The Electric State Is the Nightmare Haters Claimed Spielberg's Ready Player One to Be
It was hated at the time, but Steven Spielberg's Ready Player One looks so much better after watching The Electric State.
Yet as hated as Ready Player One is among cineastes and those sick of 1980s Gen-X nostalgia, that definite overload of member berries still looks like a masterpiece next to The Electric State. And that’s not just because the Russo Brothers aren’t Spielberg (who is?). It’s because Ready Player One retains a genuine sense of loss as it rummages through the past, something that The Electric State can’t even fake. In the end, The Electric State is the movie all the detractors claimed Ready Player One to be: the bitter end point of cinema in the IP age.
Based on the novel by Ernest Cline, Ready Player One also takes place in a near-future where most people live in a virtual reality world called the OASIS after society’s rapid decline. Many of the OASIS’ inhabitants participate in a search for the Golden Easter Egg, a special treasure designed by the virtual reality’s creators James Halliday (Mark Rylance). It’s also a key to the late Halliday’s fortune and control over the OASIS. In other words, it’s a glistening promise of fulfillment and happiness in an empty world.
In one of the movie’s standout set-pieces, contestants have a race to find the next clue leading to the Egg’s location. The sequence is all Spielberg bravura filmmaking, an incredibly chase in which vehicles—including the DeLorean from Back to the Future, the motorbike from Akira, and monster truck Bigfoot—fly down a road filled with explosions, wrecking balls, the T-Rex from Jurassic Park, and of course King Kong. It’s thrilling stuff and never illegible thanks to Spielberg’s understanding of spacial dynamics and the audience’s relationship to the camera.
Delightful as the race is, it always ends in failure. No one can figure out how to get past Kong, who swipes away cars as they reach the finish line. That is until protagonist Parzival (Tye Sheridan) visits the archives of the now-deceased Halliday and watches a conversation between him and the OASIS’ co-founder Osgood Morrow (Simon Pegg). While Morrow insists that technology, culture, and our very lives must move forward, Halliday wistfully wonders why we can’t just “go backwards.”
Spielberg’s camera does one of his signature push ins as Parzival has a realization. That’s the answer. Go backwards. And in the next scene, we watch him go through the race again. But this time he doesn’t continue to barrel forward when he gets to the end. Instead he goes backwards, unlocking the secret to winning the race.
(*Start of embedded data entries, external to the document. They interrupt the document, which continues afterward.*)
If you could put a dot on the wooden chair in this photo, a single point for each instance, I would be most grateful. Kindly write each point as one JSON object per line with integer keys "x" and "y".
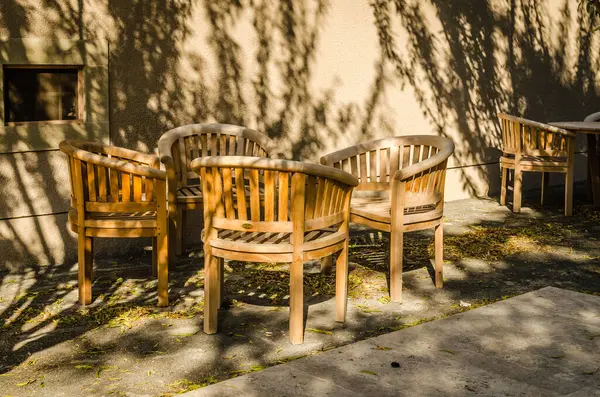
{"x": 401, "y": 189}
{"x": 179, "y": 146}
{"x": 301, "y": 213}
{"x": 529, "y": 146}
{"x": 116, "y": 192}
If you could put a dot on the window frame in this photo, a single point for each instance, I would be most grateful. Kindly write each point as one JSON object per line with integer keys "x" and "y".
{"x": 80, "y": 90}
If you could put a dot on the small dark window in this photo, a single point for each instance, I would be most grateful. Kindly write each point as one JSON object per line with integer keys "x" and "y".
{"x": 40, "y": 94}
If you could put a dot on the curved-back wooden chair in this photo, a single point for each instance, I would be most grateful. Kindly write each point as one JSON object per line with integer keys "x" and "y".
{"x": 405, "y": 178}
{"x": 179, "y": 146}
{"x": 293, "y": 212}
{"x": 116, "y": 192}
{"x": 529, "y": 146}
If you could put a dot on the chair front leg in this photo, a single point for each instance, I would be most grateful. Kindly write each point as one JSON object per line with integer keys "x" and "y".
{"x": 396, "y": 252}
{"x": 85, "y": 257}
{"x": 297, "y": 300}
{"x": 179, "y": 230}
{"x": 211, "y": 290}
{"x": 327, "y": 265}
{"x": 341, "y": 284}
{"x": 439, "y": 255}
{"x": 503, "y": 183}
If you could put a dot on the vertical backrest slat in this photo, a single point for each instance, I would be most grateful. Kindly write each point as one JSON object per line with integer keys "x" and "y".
{"x": 214, "y": 146}
{"x": 189, "y": 148}
{"x": 232, "y": 145}
{"x": 363, "y": 168}
{"x": 90, "y": 181}
{"x": 270, "y": 179}
{"x": 373, "y": 156}
{"x": 326, "y": 199}
{"x": 282, "y": 211}
{"x": 354, "y": 166}
{"x": 223, "y": 145}
{"x": 228, "y": 193}
{"x": 218, "y": 190}
{"x": 102, "y": 186}
{"x": 183, "y": 164}
{"x": 239, "y": 150}
{"x": 394, "y": 160}
{"x": 383, "y": 165}
{"x": 241, "y": 194}
{"x": 311, "y": 196}
{"x": 125, "y": 187}
{"x": 254, "y": 196}
{"x": 319, "y": 198}
{"x": 114, "y": 185}
{"x": 137, "y": 188}
{"x": 298, "y": 216}
{"x": 149, "y": 188}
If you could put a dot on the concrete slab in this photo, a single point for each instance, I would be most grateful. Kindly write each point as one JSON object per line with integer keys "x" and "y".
{"x": 543, "y": 343}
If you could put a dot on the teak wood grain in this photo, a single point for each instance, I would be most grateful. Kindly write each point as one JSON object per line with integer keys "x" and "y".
{"x": 179, "y": 146}
{"x": 530, "y": 146}
{"x": 401, "y": 189}
{"x": 116, "y": 192}
{"x": 285, "y": 221}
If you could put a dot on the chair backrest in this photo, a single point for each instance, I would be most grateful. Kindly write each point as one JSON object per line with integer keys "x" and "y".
{"x": 376, "y": 162}
{"x": 530, "y": 138}
{"x": 593, "y": 117}
{"x": 179, "y": 146}
{"x": 280, "y": 196}
{"x": 112, "y": 179}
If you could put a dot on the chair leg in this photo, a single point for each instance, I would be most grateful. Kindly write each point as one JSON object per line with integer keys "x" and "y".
{"x": 85, "y": 254}
{"x": 341, "y": 284}
{"x": 220, "y": 281}
{"x": 439, "y": 255}
{"x": 211, "y": 291}
{"x": 503, "y": 183}
{"x": 172, "y": 240}
{"x": 162, "y": 268}
{"x": 180, "y": 227}
{"x": 154, "y": 257}
{"x": 327, "y": 264}
{"x": 396, "y": 251}
{"x": 569, "y": 190}
{"x": 518, "y": 184}
{"x": 545, "y": 181}
{"x": 296, "y": 302}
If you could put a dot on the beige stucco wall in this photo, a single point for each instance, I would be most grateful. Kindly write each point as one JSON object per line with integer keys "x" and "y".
{"x": 315, "y": 75}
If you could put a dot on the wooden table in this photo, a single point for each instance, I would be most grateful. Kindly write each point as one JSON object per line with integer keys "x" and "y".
{"x": 590, "y": 129}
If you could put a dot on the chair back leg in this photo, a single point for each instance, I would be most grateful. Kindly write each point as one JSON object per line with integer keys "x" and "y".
{"x": 85, "y": 255}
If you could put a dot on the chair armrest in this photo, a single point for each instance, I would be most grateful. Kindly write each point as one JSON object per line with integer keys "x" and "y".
{"x": 593, "y": 117}
{"x": 441, "y": 156}
{"x": 118, "y": 164}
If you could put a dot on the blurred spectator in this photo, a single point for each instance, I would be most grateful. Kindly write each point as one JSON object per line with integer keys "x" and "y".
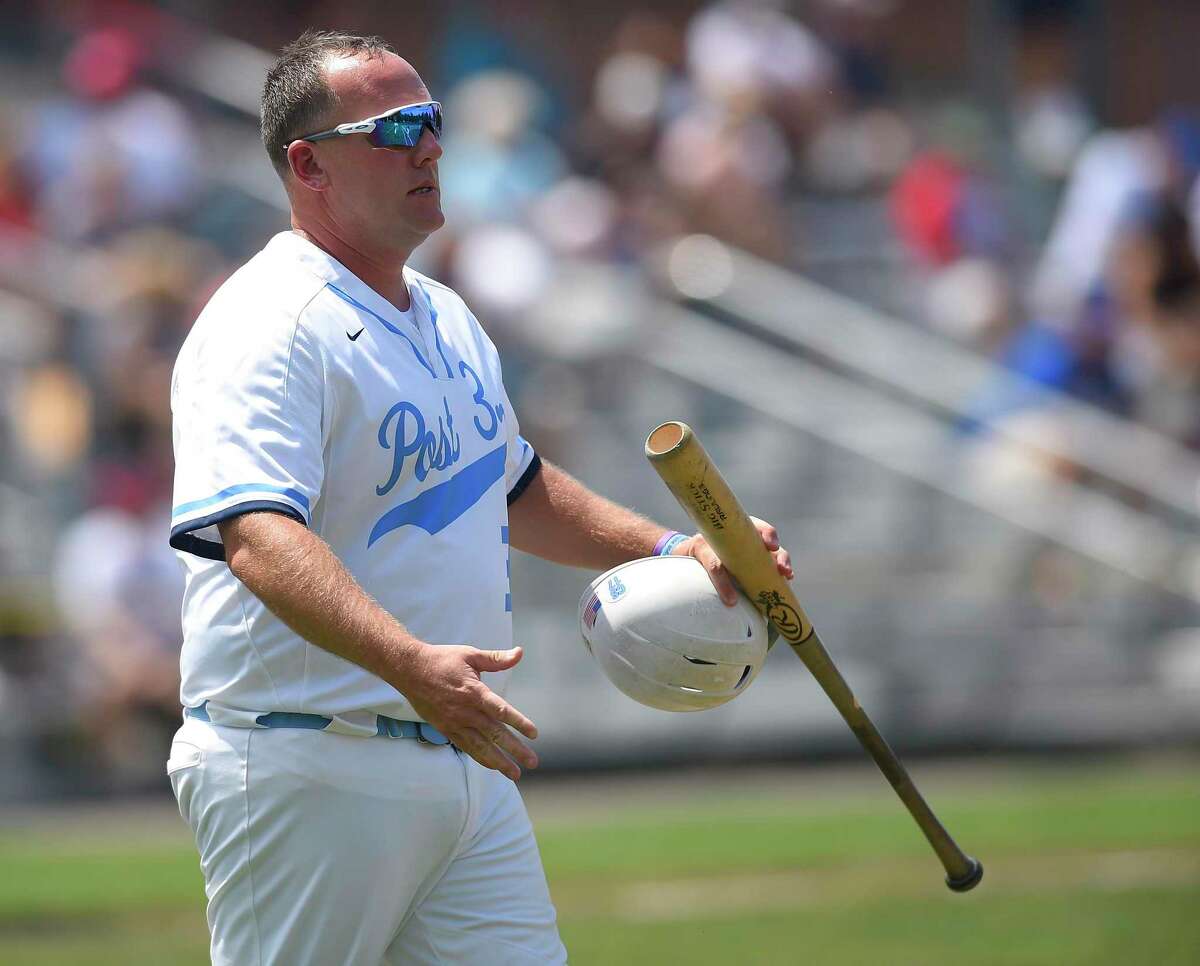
{"x": 111, "y": 153}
At first glance, the scene seems to be about Parzival being smarter than everyone else, and thus deserving of the status as champion. He has the pop culture knowledge to drive his DeLorean and the gaming smarts to approach the contest in a different way. Thus he is the hero. But as Ready Player One unfolds, it becomes clear that Halliday wasn’t just trying to give a hint about the game. He was trying to warn his players against playing the game altogether, or at least devoting so much of their lives to video games and pop culture ephemera.